After events worthy of a movie script, he saw himself married to the Raven haired, cancerous Jalin. Perennially angelic, with a truly bloody minded temper; she was all the swears he hadn’t thought of. They were a couple ‘of nit twits’ was her brother’s disposition. And like all happy marriages, theirs ended in seven months.

He missed her presence for the few days when he couldn’t find his socks. Later, he just stumbled upon an epiphany, ‘drunk pissed’ according to his brother-in-law.

He wouldn’t ever find her again; another like her or anything close.

So Typher sobered up and left the issue to resolve itself with time.

It didn’t of course, but it brought him to a preposterous Wednesday, with a shitty report lying at his desk between the coffee mug and a photograph of her.

He looked up again through the clear glass partition. The redhead was typing away, the cute entry level data processor.

In all honesty, he couldn’t handle it right now. He doubted he even liked the woman.

Typher just wanted out.

It had been too long since he felt powerful emotions. While his brother-in-law questioned his manhood in the crass humourless way native to his in-laws, Typher just felt vacant.

Killing himself wasn’t an option because he planned on living sometime after awaking from this stupor. He wondered if the freezing thing was still an option. Or if a coma for a few months would suffice.

He could hear himself admonish soundly, as if his emotionless state permitted him to be cruelly objective of such touchy matters.

But even when Jalin was ill, he couldn’t manufacture sensitivity. He could only communicate by touch to tell her his life would truly suck if she wasn’t a part of it.

She had smiled weakly. She snickered a bit and then coughed.

He held his head in his hands. Right then, the co-owner J. Smithson put his head through the door.

‘Think you’ll manage to get anything done?’

‘Never do.’

Smithson smiled.

‘Take some time off; with an iternary or something.’ He said walking in. ‘It’ll give you a sense of purpose.’

Typher looked terribly morose. He looked up and nodded.

Smithson watched Typher push away from the desk and glance at Jalin’s picture. Typher stilled and stared for some time. Smithson was about to clear his throat when Typher suddenly picked up the frame in his right hand, and gently traced her through the glass with his thumb.

‘Come on Ty.’

Typher offered a non-committal ‘hmm’ and replaced the photo. He followed J. Smithson out his door and never returned.
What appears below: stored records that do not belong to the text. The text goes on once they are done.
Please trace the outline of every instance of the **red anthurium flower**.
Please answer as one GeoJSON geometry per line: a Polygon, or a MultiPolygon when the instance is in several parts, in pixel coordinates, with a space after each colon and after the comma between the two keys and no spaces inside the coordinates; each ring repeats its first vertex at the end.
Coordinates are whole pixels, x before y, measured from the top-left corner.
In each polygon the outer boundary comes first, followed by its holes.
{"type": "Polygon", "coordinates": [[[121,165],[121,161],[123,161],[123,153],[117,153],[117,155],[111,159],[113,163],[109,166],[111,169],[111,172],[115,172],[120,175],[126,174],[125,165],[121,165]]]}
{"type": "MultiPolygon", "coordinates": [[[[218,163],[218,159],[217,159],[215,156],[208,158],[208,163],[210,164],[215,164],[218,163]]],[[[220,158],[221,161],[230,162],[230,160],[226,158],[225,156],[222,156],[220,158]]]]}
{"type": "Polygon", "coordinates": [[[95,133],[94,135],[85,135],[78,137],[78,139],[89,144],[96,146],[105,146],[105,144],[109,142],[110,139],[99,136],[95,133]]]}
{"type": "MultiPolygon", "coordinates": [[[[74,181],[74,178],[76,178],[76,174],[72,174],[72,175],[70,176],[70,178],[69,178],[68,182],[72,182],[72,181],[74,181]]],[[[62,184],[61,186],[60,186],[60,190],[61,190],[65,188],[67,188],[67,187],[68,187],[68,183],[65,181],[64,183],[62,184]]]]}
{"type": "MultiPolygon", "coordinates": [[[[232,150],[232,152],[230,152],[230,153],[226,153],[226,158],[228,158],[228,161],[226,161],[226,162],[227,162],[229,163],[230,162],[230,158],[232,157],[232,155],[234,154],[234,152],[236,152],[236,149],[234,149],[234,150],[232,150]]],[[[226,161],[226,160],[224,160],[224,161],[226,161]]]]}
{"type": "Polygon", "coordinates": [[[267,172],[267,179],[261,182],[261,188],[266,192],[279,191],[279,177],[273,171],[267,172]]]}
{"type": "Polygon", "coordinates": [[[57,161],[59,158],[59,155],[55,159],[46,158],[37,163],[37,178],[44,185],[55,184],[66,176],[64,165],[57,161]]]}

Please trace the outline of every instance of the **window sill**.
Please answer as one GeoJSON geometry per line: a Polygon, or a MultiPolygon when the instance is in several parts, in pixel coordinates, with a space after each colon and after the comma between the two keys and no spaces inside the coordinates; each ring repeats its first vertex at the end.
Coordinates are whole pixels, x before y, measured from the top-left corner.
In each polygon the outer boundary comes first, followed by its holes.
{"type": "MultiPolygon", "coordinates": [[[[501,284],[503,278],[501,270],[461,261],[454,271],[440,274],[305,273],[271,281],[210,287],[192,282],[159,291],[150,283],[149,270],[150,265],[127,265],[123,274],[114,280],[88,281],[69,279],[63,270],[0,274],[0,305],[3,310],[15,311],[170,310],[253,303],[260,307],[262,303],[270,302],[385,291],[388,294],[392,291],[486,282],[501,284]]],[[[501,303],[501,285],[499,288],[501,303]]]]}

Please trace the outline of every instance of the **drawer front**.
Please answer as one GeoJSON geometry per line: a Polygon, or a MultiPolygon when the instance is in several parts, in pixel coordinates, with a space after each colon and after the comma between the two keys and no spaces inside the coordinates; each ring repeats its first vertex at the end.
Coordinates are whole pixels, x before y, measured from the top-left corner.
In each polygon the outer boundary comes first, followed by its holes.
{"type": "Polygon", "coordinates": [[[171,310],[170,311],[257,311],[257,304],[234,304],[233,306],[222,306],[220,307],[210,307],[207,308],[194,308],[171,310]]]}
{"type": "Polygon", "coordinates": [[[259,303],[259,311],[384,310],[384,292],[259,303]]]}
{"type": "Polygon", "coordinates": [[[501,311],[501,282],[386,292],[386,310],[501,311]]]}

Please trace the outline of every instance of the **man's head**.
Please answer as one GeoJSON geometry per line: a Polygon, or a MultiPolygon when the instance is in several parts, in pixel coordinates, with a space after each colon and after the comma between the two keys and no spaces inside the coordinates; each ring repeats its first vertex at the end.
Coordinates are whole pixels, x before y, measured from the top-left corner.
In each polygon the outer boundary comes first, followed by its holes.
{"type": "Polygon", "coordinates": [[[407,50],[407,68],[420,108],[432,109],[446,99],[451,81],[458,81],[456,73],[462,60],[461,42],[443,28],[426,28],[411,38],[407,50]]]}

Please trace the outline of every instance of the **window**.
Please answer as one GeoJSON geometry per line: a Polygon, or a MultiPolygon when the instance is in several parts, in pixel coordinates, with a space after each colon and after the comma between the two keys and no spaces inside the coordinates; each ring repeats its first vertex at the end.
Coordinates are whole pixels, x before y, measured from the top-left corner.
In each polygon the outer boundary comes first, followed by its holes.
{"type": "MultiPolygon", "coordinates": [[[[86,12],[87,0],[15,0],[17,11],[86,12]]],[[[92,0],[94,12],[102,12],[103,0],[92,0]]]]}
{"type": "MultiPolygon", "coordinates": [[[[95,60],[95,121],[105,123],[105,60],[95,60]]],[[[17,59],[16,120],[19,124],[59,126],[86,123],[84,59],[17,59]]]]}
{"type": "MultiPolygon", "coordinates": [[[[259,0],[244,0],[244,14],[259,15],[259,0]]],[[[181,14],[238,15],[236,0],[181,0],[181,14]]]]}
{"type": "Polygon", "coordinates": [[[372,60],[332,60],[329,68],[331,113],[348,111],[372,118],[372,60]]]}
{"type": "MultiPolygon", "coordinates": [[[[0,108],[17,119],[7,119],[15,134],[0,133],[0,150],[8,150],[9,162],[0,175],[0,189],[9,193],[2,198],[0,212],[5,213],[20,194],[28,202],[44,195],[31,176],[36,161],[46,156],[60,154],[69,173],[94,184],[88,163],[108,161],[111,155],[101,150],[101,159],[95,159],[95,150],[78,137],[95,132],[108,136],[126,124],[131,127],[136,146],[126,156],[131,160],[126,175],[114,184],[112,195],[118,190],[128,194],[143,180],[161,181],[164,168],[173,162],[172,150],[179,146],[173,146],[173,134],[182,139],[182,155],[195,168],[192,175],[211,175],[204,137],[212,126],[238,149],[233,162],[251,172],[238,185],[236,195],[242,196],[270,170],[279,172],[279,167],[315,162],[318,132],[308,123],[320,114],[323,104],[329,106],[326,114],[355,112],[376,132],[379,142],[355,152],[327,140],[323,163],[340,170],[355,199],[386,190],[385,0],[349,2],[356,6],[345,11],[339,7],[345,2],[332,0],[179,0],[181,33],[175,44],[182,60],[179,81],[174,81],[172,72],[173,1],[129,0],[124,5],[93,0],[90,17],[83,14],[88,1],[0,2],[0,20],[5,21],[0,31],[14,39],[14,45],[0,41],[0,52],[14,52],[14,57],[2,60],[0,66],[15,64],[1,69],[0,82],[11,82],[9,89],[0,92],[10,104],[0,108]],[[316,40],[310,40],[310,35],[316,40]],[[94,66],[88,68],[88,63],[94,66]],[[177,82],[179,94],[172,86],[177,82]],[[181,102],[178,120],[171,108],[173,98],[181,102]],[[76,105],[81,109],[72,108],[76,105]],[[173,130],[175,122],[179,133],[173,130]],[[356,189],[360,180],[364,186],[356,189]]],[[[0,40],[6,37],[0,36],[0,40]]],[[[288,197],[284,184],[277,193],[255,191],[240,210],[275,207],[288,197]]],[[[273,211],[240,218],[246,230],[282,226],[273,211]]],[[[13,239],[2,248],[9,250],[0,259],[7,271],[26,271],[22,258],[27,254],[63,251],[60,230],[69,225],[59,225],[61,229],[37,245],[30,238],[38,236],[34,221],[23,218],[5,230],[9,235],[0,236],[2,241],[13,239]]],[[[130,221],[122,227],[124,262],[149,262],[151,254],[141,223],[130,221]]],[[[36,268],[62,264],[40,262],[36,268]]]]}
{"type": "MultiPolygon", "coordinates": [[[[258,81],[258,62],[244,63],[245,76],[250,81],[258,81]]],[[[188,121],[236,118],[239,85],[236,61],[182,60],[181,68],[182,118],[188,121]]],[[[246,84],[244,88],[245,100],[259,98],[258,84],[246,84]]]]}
‘I didn’t know all the stuff he kept bottled up. I swear.’

‘Remarkable.’ Ty’s father responded dryly to his deceased daughter-in-law’s brother.

‘He’ll be fine sir.’ Smithson added softly.

‘It’s been too long Jake. I…’ His voice cracked.

Jake Smithson glanced at Asher. Asher shrugged and sipped his beer.

Jake rolled his eyes.

‘Sir.’ Typher’s father’s shoulders shook as he sobbed. ‘Mr. Lane. Look at me.’

Jake spoke with conviction he never had. ‘He’ll come back. He’ll be fine.’